TUNEL assays were performed using the In Situ Cell Death Detection Kit (Roche, Boulogne-Billancourt, France) according to the manufacturer’s instruction. Briefly, rehydrated paraffin sections were permeabilized in a 0.3% triton X-100 PBS solution prior to being incubated for 1 h at 37 °C in a solution containing a terminal deoxynucleotidyl transferase (EC 2.7.7.31) and fluorescein-labeled dNTPs.

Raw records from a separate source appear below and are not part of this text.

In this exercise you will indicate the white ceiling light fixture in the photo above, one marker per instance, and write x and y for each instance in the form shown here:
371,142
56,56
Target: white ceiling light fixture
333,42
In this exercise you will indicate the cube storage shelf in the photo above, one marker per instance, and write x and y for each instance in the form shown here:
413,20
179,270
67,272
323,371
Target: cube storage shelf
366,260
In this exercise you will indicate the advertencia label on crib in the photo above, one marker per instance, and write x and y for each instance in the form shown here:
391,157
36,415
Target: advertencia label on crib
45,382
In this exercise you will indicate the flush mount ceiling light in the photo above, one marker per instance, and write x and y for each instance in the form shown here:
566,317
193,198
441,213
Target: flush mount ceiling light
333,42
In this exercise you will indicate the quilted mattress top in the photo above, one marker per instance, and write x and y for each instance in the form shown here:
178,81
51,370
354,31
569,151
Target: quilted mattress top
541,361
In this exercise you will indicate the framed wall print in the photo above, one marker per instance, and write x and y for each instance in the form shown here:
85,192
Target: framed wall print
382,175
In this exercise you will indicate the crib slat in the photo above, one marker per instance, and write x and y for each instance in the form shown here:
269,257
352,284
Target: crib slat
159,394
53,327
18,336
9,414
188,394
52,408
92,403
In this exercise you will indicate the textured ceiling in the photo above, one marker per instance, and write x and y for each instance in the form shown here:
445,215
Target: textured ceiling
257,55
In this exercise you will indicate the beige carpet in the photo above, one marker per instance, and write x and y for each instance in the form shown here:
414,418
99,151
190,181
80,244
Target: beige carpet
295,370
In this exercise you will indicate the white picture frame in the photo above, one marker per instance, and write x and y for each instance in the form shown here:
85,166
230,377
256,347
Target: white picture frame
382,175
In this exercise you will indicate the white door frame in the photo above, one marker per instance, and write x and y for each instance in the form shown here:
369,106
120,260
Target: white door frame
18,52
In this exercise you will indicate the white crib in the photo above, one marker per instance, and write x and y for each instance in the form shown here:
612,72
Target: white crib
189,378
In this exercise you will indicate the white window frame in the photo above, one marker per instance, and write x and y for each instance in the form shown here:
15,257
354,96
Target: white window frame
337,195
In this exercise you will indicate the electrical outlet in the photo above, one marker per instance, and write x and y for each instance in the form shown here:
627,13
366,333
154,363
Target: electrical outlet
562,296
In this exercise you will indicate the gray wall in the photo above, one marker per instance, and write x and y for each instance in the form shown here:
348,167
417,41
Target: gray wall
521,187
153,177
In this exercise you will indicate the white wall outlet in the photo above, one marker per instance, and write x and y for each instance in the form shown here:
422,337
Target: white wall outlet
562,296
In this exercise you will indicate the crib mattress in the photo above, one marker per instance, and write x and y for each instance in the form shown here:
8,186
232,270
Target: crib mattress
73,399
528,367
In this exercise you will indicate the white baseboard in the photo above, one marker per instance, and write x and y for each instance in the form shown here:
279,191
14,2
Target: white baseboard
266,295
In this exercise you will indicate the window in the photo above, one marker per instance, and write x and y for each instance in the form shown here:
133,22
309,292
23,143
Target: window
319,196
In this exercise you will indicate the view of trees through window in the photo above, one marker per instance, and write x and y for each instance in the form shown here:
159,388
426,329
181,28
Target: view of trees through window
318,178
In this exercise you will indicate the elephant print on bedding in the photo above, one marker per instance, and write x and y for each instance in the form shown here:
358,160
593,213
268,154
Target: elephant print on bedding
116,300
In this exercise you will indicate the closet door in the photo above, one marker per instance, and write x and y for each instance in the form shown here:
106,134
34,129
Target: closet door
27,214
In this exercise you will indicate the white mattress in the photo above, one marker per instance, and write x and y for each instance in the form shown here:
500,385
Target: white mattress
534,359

Immunostainings were performed on frozen sections. Testes were fixed in 4% PFA for 48 h, subsequently incubated in a 30% sucrose solution for 24 h, and embedded in Frozen Section Compound (Leica, Nanterre, France). Sections of 5 µm thickness were incubated in 100% methanol for 5 min at − 20 °C and rehydrated in PBS. A 30 min heat-mediated antigen retrieval step was performed at 80 °C in 1× citric acid-based antigen unmasking solution (Vector Laboratories #H-3300, Burlingame, CA, USA). Sections were blocked for 30 min at room temperature in a PBS solution containing 10% fetal calf serum (Hyclone, ThermoFisher Scientific) and 0.3% Triton X-100. Sections were then incubated overnight at 4 °C with rabbit primary antibodies diluted in blocking solution, washed in PBS supplemented with 0.1% Tween-20, incubated for 2 h at room temperature with anti-rabbit or anti-rat Alexa Fluor 488/568 secondary antibody (ThermoFisher Scientific, 1:500), washed, counterstained with FITC-labeled Peanut Agglutinin (Sigma-Aldrich #L7381, PNA, 2 µg/mL) for 2 h and DAPI (Sigma-Aldrich #D9542, 2 µg/mL) for 5 min, washed again, and mounted in ProLong™ Diamond Antifade Mountant (ThermoFisher Scientific #P36961). Primary antibodies used in this study were: anti-Golga5 (Genetex #GTX104255, 1:200, Hsinchu City, Taiwan), anti-Vps13b (Vps13baa64–412, Proteintech #24505-1-AP, 1:50, Manchester, United Kingdom), anti-Rab6 (Genetex #GTX110646, 1:200), anti-Spaca1 (Abcam #191843, 1:200, Cambridge, United Kingdom) anti-Eea1 (Cell Signaling #3288, 1:200, Leiden, The Netherlands), and anti-Lamp2 (Santa-Cruz #19991, 1:50, Dallas, USA). A custom-made antibody targeting VPS13B amino acids 103–121 was generated by Covalab (Vps13baa103–121, Rabbit #1329007, 1:50, Villeurbanne, France).

Microscopy

Immunostainings on isolated spermatogenic cells were documented using an SP8 confocal microscope (Leica, Wetzlar, Germany) and the Leica Application Suite X. Immunostainings on testis sections and TUNEL assays were observed using the SP8 confocal microscope or the Axio Vert.A1 microscope (Carl Zeiss Meditec, Marly-le-roi, France) equipped with a Retiga R3 camera (QImaging, Surrey, BC, Canada) and a X-Cite series 120 fluorescence lamp (Excelitas, Waltham, MA, USA). Epifluorescence images were documented using ImageJ and the µManager software package.

Statistical analysis

Statistical analyses were performed using R software 3.4.4. The data are either presented as boxplots, dot plots ± SD, or the mean ± SD. Boxplots and dot plots were drawn using R library “easyGgplot2”. To test for the difference between two means, normal distribution and equal variances of the samples were first determined using a Shapiro–Wilk test and an F test, respectively. Whenever sample groups had a normal distribution and equal variances, equality of the means was assessed using an unpaired two-sample t test. Otherwise, a Wilcoxon rank sum test was performed.